This week the dispute will again take center stage as Palestinian Authority President Mahmoud Abbas formally embarks on his long-anticipated bid to have the United Nations recognize a state of Palestine, a process that has already ignited a new round of recrimination and confrontation between Israelis and Palestinians.
The drama will cast a spotlight on the failure of the United Nations to resolve a conflict that has weighed heavily on the organization since its birth, and often split U.N. members into two fractious camps: those who demand sovereignty for Palestinians and those whose paramount interest is Israel’s security.
“This is the wound that continues to get ripped open,” said Michael Doyle, a Columbia University professor and former senior U.N. adviser.
At the same time, Abbas’s bid highlights the continuing relevance of the United Nations as a source of international legitimacy — no other organization can confer the recognition the Palestinians are seeking.
The very idea of partitioning Jewish and Arab states was enshrined in a 1947 U.N. General Assembly Resolution, No. 181, which set the stage for Israel’s declaration of independence the following year. A U.N.-brokered armistice defined the boundary lines established after the 1948 Arab-Israeli War, and the borders that Abbas will seek to have recognized were based on a November 1967 Security Council resolution, No. 242, that required Israel to withdraw its forces from territories occupied during the 1967 Six-Day War.

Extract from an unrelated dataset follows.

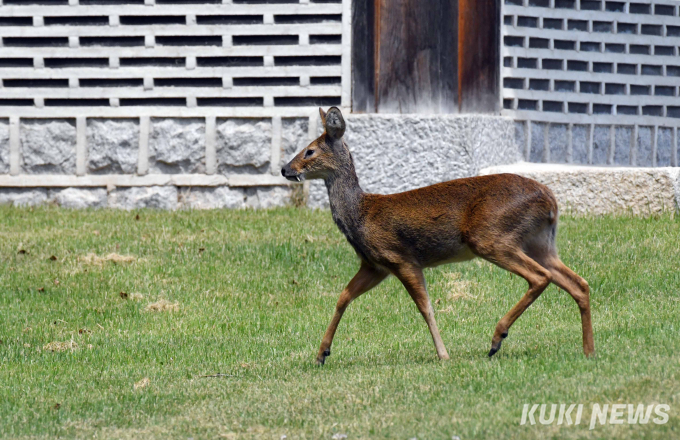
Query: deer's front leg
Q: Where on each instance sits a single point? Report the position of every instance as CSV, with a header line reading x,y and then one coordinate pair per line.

The Palestinians have rallied the overwhelming majority of governments behind their cause, but failed to win over one country, the United States, that stands in the way of its hopes of securing a vital Security Council vote inviting the Palestinians to join the United Nations as a full-fledged member state.
Because of the expectation that the United States will veto that bid, the Palestinians say they will then seek approval from the General Assembly for recognition as a U.N. observer state, albeit one without full-fledged status of a U.N. member state.
The Palestinians say that becoming a non-member state will still allow them to join various U.N. agencies and treaty bodies, including the International Criminal Court, which will raise the threat of possible international prosecution of Israeli forces.
“This is not just theatrics, it is real,” said Ryad Mansour, the Palestinians’ U.N. envoy. “We will not be anymore orphans” in many international bodies.
The Palestinians contend that years of negotiations with Israel have failed to achieve peace. Meanwhile, Israeli settlements in the occupied West Bank have grown.